My vision is still pretty hazy. I definitely have better acuity now than I did before the procedure, but the QUALITY of the vision is pretty poor. Very hazy/foggy. I'm sure it'll clear up in the next few days...I was told that it would.
I have multiple "subconjunctival hemorrhages" or broken blood vessels in the eye from the suction of the microkeratome, so I look pretty bad. Its about 6 hrs after the surgery and my eye is pretty "achy" and burns like I got a little tobasco sauce in it. Neither feeling is too bad.
Eye Center of Texas was a very pleasant experience. The staff was nice to me, and the docs "showed me off" to the other patients, announcing to the crowd of lasik patients that I was an "eye doctor getting lasik!" I was surprised to find that my tech for most of the workup was a former employee of mine! She worked at the front desk of my old (now closed) private practice before she was accepted to optometry school. I even wrote her a letter of recommendation! Well now she is graduating from optometry school in May, and is in her final internship...and it is at Eye Center of Texas! She recognized me immediately and we "caught up" both before and after the procedure.

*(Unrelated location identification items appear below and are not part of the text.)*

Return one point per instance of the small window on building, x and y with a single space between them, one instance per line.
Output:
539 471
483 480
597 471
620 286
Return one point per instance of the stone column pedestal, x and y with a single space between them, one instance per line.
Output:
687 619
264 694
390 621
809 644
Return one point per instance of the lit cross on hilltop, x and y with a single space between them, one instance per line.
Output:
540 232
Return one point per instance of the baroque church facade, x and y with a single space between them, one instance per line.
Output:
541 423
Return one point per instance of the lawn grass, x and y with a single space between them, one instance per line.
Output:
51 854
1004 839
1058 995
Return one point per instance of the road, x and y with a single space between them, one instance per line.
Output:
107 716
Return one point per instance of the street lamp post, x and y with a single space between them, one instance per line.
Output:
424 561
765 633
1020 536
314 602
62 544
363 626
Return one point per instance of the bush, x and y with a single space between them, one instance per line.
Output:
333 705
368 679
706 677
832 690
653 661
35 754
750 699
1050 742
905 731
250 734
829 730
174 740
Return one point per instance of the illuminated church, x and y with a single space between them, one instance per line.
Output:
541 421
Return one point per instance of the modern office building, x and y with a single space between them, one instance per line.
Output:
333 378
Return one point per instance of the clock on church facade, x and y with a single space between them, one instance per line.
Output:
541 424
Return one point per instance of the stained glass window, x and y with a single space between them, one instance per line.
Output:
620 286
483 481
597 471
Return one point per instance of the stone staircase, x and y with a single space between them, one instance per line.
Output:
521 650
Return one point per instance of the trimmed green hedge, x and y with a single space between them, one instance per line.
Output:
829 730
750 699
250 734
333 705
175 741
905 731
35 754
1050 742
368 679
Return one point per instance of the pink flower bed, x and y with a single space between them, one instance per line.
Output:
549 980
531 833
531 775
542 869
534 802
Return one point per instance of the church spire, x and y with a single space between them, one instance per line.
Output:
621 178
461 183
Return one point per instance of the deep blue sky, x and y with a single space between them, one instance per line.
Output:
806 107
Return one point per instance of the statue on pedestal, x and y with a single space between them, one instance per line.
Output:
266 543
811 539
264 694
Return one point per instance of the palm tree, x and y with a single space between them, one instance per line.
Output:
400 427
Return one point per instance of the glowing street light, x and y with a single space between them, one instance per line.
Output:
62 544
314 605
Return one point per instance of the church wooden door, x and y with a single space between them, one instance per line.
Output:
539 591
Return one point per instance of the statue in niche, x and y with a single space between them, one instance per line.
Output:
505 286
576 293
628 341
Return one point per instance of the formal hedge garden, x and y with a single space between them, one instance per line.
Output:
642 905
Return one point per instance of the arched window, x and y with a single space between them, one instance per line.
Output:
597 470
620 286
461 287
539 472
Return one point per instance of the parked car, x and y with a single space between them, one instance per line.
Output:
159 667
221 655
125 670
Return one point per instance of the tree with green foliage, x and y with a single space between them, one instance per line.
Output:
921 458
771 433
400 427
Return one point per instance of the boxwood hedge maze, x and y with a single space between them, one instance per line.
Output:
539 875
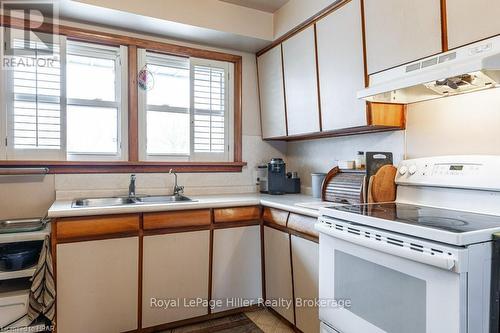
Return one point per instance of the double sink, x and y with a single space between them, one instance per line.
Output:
122 201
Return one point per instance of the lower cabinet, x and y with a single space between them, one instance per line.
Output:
279 286
97 286
175 271
305 261
236 270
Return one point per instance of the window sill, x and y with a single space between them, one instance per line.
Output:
73 167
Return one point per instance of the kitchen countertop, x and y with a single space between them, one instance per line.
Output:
286 202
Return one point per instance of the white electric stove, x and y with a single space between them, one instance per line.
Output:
425 263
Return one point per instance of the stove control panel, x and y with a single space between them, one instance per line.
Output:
468 172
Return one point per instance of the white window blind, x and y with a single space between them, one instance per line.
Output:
35 116
209 93
168 100
186 114
64 100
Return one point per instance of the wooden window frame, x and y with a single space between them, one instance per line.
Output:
133 164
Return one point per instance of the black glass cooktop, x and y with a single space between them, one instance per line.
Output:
443 219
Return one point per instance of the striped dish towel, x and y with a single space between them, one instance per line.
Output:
43 292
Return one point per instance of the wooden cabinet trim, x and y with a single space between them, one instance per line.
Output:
303 224
275 216
236 214
107 226
176 219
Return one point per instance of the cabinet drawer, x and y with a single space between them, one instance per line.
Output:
275 216
176 219
237 214
303 224
82 227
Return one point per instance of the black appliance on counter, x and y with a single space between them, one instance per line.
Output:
279 181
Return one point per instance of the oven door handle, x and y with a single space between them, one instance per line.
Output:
396 250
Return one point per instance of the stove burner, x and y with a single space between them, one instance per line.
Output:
438 221
423 216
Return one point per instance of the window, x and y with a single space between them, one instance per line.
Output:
185 111
33 95
96 122
71 109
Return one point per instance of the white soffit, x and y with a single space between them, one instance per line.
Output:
269 6
85 13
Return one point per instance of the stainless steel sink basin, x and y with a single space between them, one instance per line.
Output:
121 201
163 199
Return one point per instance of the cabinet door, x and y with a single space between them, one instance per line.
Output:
97 286
278 271
341 68
236 270
401 31
471 21
305 260
301 86
175 267
272 94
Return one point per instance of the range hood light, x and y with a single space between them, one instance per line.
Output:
467 69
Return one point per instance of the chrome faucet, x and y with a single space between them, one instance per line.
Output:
178 190
131 187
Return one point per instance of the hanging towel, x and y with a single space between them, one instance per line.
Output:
43 292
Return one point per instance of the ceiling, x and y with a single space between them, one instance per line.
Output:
269 6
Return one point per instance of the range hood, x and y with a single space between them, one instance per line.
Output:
470 68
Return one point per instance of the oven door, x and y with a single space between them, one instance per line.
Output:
387 292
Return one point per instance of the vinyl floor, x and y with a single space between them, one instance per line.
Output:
260 321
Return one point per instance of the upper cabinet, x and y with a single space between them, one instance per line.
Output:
301 85
401 31
341 67
308 82
470 21
272 94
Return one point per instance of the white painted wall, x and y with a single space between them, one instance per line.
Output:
211 14
294 12
465 124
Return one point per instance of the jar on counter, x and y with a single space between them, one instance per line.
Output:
360 160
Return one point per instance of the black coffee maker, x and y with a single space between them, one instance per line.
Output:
279 181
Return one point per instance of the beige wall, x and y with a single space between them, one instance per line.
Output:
465 124
295 12
322 155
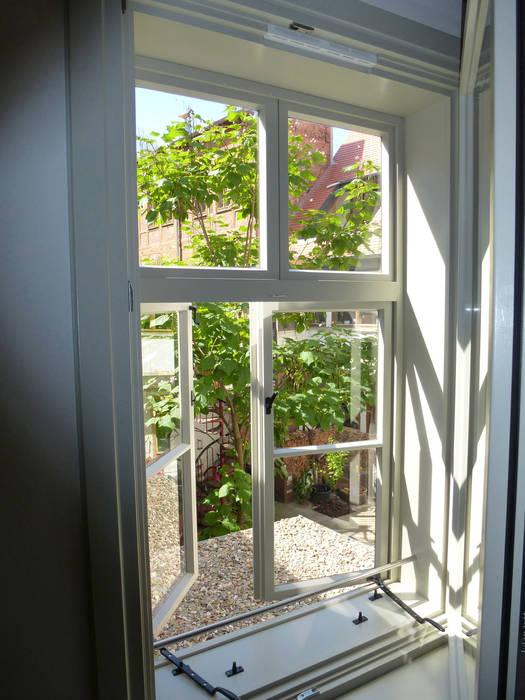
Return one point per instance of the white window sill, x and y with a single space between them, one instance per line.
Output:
317 646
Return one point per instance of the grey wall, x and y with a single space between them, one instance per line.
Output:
45 604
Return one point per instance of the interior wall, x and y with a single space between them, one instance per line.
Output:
478 446
45 602
423 482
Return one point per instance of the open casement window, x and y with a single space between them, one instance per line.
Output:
167 373
339 402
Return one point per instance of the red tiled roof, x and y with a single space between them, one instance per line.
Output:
357 147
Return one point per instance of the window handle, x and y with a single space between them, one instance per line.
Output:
268 403
181 667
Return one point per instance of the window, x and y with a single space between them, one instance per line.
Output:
203 172
342 443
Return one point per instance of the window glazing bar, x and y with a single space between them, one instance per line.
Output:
352 580
322 449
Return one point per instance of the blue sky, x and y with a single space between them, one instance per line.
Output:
155 109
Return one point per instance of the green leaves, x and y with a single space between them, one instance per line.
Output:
231 503
337 236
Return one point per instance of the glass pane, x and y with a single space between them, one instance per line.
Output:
165 530
324 515
198 184
325 373
160 381
334 190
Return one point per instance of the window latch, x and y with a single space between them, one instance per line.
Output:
386 590
268 403
181 667
193 310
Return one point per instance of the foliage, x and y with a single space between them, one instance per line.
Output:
302 485
221 352
316 376
200 163
333 468
161 394
230 503
335 239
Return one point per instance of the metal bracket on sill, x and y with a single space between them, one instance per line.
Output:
181 667
386 590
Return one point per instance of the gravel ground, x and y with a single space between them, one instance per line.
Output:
303 549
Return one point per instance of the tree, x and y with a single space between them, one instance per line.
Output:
198 163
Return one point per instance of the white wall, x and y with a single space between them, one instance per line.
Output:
423 483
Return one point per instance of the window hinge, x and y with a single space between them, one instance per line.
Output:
193 310
386 590
181 667
268 403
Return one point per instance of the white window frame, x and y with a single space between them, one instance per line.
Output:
184 453
264 451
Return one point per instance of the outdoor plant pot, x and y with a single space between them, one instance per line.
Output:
320 493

I learned something today that I have to admit I did not previously know. Most lasik patients are myopic (nearsighted), which of course I knew b/c I have referred dozens for the procedure. Every lasik procedure I have ever witnessed was performed on a myope. But in cases of high astigmatism, the tech "marks" the axis of the astigmatism with a type of writing pen before the surgery, in case of cylotorsion (eye rotation) after the application of the microkeratome. That was uncomfortable as well. Imagine someone trying to literally "write" on your eye with a pen...thats pretty much exactly what it felt like. At the time I thought that was pretty uncomfortable, but it was nowhere near the discomfort of the microkeratome. I'm not trying to scare anyone away from having lasik (far from it!), but that microkeratome just downright hurt.

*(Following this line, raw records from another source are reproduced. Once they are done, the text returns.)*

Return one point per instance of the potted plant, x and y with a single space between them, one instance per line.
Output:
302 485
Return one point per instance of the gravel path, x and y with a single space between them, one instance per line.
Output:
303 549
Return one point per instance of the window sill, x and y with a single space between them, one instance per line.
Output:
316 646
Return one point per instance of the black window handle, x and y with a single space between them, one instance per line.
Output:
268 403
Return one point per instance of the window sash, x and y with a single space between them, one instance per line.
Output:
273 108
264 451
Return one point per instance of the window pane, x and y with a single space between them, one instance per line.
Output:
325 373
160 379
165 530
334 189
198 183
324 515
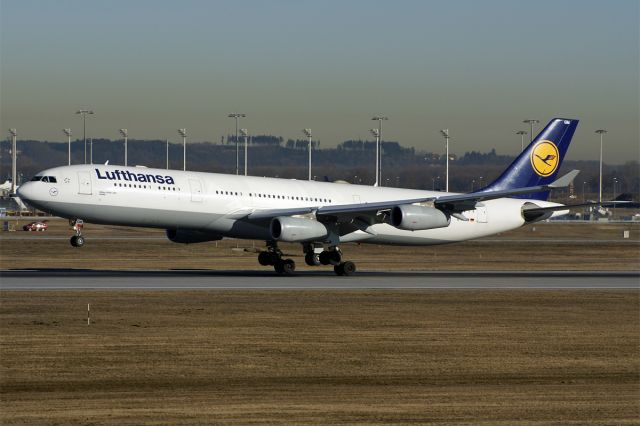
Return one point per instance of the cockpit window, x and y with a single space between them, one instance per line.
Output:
50 179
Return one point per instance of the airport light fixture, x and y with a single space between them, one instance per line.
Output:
531 122
83 113
445 133
307 133
237 117
376 134
183 133
125 135
245 133
521 133
601 132
68 133
14 159
379 119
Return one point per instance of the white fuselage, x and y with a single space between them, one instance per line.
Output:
171 199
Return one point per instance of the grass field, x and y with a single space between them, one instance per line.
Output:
489 357
356 357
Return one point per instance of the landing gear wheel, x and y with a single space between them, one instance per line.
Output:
312 259
346 268
324 258
77 241
264 258
289 266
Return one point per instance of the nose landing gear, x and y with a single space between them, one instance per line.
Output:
77 240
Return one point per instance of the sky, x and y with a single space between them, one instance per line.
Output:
477 68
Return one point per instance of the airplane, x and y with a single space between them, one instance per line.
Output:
196 207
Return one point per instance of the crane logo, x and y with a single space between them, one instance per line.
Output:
545 158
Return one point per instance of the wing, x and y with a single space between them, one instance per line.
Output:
371 213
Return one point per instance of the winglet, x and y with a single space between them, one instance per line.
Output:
565 180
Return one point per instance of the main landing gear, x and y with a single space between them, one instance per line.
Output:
315 255
77 240
273 257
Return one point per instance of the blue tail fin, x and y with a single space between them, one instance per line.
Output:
539 163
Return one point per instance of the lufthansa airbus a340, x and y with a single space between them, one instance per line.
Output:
196 207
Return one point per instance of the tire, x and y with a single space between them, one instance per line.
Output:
312 259
348 268
335 257
324 258
264 258
288 266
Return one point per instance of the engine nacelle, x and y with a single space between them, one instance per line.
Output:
296 230
190 236
416 218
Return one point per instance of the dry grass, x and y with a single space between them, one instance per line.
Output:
357 357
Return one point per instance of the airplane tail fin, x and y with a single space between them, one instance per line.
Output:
540 161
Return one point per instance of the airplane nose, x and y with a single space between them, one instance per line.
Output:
25 191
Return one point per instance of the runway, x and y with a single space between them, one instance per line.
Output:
78 279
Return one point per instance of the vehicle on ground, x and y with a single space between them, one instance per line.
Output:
35 226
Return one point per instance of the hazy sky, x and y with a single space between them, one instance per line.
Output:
476 67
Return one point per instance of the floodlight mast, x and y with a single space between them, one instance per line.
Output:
125 135
307 132
83 113
183 133
445 133
379 119
376 134
68 133
531 122
521 133
237 116
601 132
245 133
14 159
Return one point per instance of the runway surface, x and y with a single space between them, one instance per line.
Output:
69 279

So why did I have lasik if I'm such an advocate for ortho-k and contacts? Multiple reasons:
1) ortho-k works awesome on myopia (which I do not have) and works poorly on astigmatism (which I have a LOT of)
2) I have spent years trying to find a contact lens that is comfortable. In my Rx, its very difficult. High cylinder soft torics with an oblique axis (for my astigmatism) cause a very thick edge in a place that is pretty darned uncomfortable
3) frequently (daily!) I am required to use BOTH eyes, or even my right eye by itself WITH NO GLASSES ON in order to look into someone else's eyes with some piece of optical equipment. Well all of the oculars and ophthalmoscopes have adjustments to account for myopia or hyperopia...but literally NONE of them can account for high astigmatism. I would need to wear contacts (which are uncomfortable in my Rx, see #2), or have ortho-k (which doesn't work well in my Rx, see #1), or have lasik.
I'm sure I'll add more info as I remember it, and feel free to ask me questions. I'll post updates about my vision, acuity and recovery time, etc. THANK YOU EYE CENTER OF TEXAS AND DR. EDWARD WADE for working with me to correct my blurry eye!